Tüm bunlara baktığımızda kadının toplum içersin deki yeri, söz hakkı, savunma mekanizması , varlığını ispatlaması söz hakkının olması, hukuksal, siyasal, insani, kazanımları ne kadar, kendisini ifade etmedeki cesareti bilgisi desteği tartşılır konumda.
Kadın toplumda henüz kendisini bulmuş değil, tarif etmiş değil, özgür değil,Kadın babasının biricik kızı, eşinin güzel karısı çocuğunun fedakar annesi rolünde
Henüz bu üç faktör harici bir kadın ya arkadaşlar işte ben buyum diyemiyor, kendisini henüz tarif edemiyor.
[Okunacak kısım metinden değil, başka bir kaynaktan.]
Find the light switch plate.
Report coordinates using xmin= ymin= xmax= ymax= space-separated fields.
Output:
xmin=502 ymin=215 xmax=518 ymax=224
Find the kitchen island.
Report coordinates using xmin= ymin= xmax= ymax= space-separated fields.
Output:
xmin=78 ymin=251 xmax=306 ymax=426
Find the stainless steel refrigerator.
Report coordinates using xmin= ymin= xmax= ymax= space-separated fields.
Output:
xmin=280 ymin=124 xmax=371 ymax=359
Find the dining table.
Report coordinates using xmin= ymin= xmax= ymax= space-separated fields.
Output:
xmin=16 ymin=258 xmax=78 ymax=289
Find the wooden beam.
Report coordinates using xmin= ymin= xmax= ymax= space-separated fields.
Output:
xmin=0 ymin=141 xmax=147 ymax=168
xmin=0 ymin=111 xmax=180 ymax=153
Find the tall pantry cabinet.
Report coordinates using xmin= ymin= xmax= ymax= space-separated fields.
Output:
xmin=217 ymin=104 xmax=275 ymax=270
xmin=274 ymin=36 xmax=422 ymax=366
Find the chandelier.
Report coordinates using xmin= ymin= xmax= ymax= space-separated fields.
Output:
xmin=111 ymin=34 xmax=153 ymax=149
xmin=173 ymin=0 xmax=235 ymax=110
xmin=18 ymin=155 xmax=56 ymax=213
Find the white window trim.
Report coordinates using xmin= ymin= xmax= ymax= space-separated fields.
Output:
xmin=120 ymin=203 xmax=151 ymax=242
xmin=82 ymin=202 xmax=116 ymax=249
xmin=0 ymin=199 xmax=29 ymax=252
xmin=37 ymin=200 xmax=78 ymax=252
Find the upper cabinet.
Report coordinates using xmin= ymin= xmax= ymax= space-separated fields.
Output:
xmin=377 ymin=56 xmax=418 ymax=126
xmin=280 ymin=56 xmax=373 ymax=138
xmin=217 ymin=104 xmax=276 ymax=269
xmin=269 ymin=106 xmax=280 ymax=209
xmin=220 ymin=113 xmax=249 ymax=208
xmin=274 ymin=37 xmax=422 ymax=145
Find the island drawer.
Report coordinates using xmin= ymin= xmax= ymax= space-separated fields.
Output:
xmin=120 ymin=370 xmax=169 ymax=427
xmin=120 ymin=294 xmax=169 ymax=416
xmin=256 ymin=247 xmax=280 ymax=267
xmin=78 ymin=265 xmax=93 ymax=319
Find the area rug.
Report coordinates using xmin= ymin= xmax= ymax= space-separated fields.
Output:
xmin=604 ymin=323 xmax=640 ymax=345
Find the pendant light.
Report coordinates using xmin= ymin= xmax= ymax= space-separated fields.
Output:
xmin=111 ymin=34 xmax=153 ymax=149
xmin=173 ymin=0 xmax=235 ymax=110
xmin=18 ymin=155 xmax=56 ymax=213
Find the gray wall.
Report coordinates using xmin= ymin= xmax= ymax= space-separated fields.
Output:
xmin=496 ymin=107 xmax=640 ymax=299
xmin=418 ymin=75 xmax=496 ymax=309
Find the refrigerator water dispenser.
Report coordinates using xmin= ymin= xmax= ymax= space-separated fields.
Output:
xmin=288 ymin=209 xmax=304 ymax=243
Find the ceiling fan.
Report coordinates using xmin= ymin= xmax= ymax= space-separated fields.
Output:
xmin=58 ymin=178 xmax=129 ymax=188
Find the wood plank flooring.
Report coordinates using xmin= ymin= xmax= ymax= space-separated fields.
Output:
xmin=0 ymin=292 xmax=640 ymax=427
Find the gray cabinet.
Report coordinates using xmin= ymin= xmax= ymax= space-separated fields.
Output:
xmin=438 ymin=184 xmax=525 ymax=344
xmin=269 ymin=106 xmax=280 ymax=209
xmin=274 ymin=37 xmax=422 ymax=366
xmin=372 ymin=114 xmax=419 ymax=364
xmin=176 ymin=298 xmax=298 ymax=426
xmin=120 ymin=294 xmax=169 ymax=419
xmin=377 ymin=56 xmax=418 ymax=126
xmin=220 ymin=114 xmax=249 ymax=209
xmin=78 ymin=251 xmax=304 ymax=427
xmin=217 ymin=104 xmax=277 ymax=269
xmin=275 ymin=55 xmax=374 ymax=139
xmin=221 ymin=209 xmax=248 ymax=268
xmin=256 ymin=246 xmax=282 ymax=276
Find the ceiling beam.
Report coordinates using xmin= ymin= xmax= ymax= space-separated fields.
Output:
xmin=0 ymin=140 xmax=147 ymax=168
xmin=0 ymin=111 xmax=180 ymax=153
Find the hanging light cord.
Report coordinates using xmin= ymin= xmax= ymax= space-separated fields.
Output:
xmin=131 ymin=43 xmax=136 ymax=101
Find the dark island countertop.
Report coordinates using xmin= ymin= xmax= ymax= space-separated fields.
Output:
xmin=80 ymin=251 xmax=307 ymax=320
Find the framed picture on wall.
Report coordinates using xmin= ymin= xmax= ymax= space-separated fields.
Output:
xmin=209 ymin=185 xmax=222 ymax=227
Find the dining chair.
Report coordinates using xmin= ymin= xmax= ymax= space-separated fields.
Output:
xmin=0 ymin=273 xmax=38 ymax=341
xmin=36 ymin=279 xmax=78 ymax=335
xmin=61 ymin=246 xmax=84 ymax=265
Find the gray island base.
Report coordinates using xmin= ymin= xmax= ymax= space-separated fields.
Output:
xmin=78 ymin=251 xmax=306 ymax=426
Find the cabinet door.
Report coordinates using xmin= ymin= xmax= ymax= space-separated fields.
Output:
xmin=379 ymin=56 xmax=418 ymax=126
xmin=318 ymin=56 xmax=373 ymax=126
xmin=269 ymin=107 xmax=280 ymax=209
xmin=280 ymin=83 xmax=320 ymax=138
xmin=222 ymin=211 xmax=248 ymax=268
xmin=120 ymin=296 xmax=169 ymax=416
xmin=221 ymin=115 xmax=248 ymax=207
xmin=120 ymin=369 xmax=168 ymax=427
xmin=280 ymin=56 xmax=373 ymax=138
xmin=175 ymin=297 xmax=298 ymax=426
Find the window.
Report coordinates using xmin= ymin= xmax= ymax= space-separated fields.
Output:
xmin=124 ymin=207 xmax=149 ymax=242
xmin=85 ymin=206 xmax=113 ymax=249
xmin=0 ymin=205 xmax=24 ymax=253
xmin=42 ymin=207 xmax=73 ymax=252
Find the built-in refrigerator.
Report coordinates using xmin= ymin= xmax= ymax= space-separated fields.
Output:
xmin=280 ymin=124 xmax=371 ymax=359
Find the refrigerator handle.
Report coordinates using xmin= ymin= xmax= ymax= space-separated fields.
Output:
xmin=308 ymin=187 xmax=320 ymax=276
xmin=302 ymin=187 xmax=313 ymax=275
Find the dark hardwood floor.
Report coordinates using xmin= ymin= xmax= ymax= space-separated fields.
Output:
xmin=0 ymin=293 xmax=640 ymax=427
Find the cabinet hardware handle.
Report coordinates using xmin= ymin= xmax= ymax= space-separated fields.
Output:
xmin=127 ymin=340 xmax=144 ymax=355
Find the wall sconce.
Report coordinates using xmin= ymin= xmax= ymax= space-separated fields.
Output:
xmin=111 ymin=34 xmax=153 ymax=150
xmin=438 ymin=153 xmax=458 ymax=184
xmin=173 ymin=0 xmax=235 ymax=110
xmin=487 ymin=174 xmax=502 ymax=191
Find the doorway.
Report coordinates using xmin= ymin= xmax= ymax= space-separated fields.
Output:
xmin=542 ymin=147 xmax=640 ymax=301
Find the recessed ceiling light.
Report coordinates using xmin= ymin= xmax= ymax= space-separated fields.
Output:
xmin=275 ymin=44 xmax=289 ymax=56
Bilgili bilgisini aktaramıyor seviyor sevgisini söyleyemiyor yaşamak istiyor , yaşamasına fırsat verilmiyor
İşte bu yasaklar ister istemez kör topal, yalancı talancı insani değerleri yitirilmiş acımasız güçlünün zayıfı, zenginin fakiri
karanlığın aydınlığı yendiği bir toplum modeli ortaya çıkıyor
Çaresiz insanlar yada çıkar peşinde konuşanlar riyakar sahtekar konumda rollerini büyük bir beceri ile oynarlar
Dürüst namuslu erdem sahibi insanlardada utanma arlanma hissi ağır bastığı için bir köşeye çekilir bekler
Yada toplum içinde azınlğa düştüğü için kendisini savunma iç güdüsüne kapılır.
Günümüzde hırsızlık arsızlık , iki yüzlülük yapmayanlar ayıplanır oldu, kınanır oldu, zulum yapmayan insan sayılmaz oldu, insanlık dibe vurmuş yerde sürünüyor diyorum
İçten Sevgi saygı şükran duygularımı arz ediyorum efendim
İyiki varsınız iyiki yazıyorsunuz
Saygılarımla
_____şair 67______
ALİ CEMAL AĞIRMAN
çok güzel bir sorgulama...kendini arayanların yapması gereken bir sorgulama...anlam arayanların yapması gereken bir sorgulama...ben kendimi ve hayatımın anlamını bulma yolunda yürürken şunu öğrendim sevgili Türkan...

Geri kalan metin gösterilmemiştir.